Par ailleurs, une diminution des abeilles mellifères poserait des problèmes principalement pour les floraisons très précoces (cerisiers, pommiers, poiriers…). Pour les végétaux plus tardifs, il existe d’autres insectes pollinisateurs, comme les bourdons mais qui sont eux aussi en diminution.

Eviter le découragement

En attendant, bien des apiculteurs n’ont plus le moral. «Evidemment que cette situation nous décourage, témoigne Didier Bettens. On peut se demander s’il vaut la peine de continuer. Des collègues abandonnent, surtout parmi les plus âgés. Après avoir élevé des abeilles sans problèmes une bonne partie de leur vie, ils ont dû se mettre au traitement, et malgré cela ils perdent tout…»

Une solution d’autant plus difficile que les pertes financières sont importantes. L’Office fédéral de l’agriculture estime que les destructions de l’hiver dernier ont coûté 25 millions de francs. Une somme que les apiculteurs «doivent supporter eux-mêmes», rappelle l’office.

«Vu que tout le monde en perd, pratiquement plus personne ne vend de colonies, ajoute Didier Bettens. Elles sont devenues une denrée rare. Une bonne colonie vaut environ 400 francs. Des apiculteurs amateurs ont-t-il vraiment envie de mettre plusieurs centaines de francs pour tout redémarrer?»

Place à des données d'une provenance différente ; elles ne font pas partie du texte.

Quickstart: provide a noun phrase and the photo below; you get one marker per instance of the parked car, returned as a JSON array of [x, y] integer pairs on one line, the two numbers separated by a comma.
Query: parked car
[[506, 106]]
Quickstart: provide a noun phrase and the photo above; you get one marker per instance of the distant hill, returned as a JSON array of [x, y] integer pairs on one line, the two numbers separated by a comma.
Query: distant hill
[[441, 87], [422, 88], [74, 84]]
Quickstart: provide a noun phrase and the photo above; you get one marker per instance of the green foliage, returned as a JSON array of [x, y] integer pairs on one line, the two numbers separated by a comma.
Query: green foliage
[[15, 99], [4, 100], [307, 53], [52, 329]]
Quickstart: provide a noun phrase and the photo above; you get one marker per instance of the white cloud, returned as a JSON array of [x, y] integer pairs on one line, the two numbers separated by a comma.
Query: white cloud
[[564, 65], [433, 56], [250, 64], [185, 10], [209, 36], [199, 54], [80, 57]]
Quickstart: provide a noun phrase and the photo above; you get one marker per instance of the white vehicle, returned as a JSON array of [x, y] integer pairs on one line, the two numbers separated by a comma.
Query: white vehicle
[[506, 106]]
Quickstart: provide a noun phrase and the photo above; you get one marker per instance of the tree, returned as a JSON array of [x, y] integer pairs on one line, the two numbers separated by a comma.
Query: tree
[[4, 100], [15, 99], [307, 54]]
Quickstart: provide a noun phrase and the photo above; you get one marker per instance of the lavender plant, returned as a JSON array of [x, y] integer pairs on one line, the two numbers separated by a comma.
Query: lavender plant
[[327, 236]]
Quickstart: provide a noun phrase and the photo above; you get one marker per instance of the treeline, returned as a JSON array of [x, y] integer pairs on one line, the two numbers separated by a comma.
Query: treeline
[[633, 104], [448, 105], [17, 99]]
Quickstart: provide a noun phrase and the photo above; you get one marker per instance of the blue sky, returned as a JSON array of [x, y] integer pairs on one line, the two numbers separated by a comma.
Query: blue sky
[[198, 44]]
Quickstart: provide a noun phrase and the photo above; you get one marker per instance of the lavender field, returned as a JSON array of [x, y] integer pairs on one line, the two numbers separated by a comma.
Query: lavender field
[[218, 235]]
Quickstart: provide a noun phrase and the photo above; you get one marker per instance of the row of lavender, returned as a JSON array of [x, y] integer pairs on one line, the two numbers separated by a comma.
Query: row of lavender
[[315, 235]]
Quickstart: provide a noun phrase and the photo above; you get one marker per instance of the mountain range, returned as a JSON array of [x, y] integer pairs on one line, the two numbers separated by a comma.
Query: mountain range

Pour Jean-Daniel Charrière, ce possible découragement est peut-être le problème le plus grave. «L’apiculteur fait un effort immense pour remonter son cheptel, au prix de beaucoup de travail et de coûts financiers. C’est grâce à ce travail qu’il n’y a pas de situation de crise au niveau de la pollinisation pour l’instant», souligne-t-il.

Mais la passion des abeilles pousse la plupart des apiculteurs à reprendre leur activité malgré les pertes. Une passion qu’une nouvelle hécatombe risquerait cependant bien d’émousser encore un peu. Reste donc à espérer que le ciel ne se montre pas trop clément cette année encore.

On dénombre environ 19’000 apiculteurs en Suisse pour un total de quelque 170’000 colonies.

Avec une densité de 4,5 colonies par km², la Suisse possède une des plus haute densité au monde.

La récolte de miel moyenne tourne autour des dix kilos par ruche.

La transhumance étant peu pratiquée, les miellées varient fortement selon la région. Les principales plantes mellifères sont le pissenlit, les arbres fruitiers, le colza, l’acacia, le châtaignier, le tilleul, l’acacia, le rhododendron ainsi que différentes miels de miellat provenant de forêt  de feuillus et de conifères.

Source: Agroscope

Le varroa (varroa destructor) est un acarien parasite de l’abeille originaire d’Asie du sud-est. Il ressemble à un petit crabe rouge aplati.

L’animal pond ses œufs dans les alvéoles où se développent les larves d’abeille. Les nymphes de varroa et les varroa adultes se nourrissent du sang de l’abeille.

Le varroa affaiblit les abeilles: dans le couvain, le parasite se nourrit de l’hémolymphe (sang des insectes) des larves d’abeilles. Cela conduit à un affaiblissement du système immunitaire, à des malformations et à la transmission d’autres agents pathogènes, des virus principalement.

L’abeille asiatique (Apis cerana) résiste naturellement au varroa. En revanche, l’espèce domestique européenne (Apis mellifera) n’est pas adaptéeà ses attaques.

Le varroa peut facilement se propager en s’accrochant aux ouvrières et aux faux-bourdons. Le commerce des abeilles facilite encore le processus.

Le varroa a été importé d’Asie dans les années 1950. Il est présent en Europe depuis un trentaine d’années et il y a été pour la première fois observé en Suisse en 1984. Désormais, seules l’Océanie et certaines régions d’Afrique centrale sont épargnées.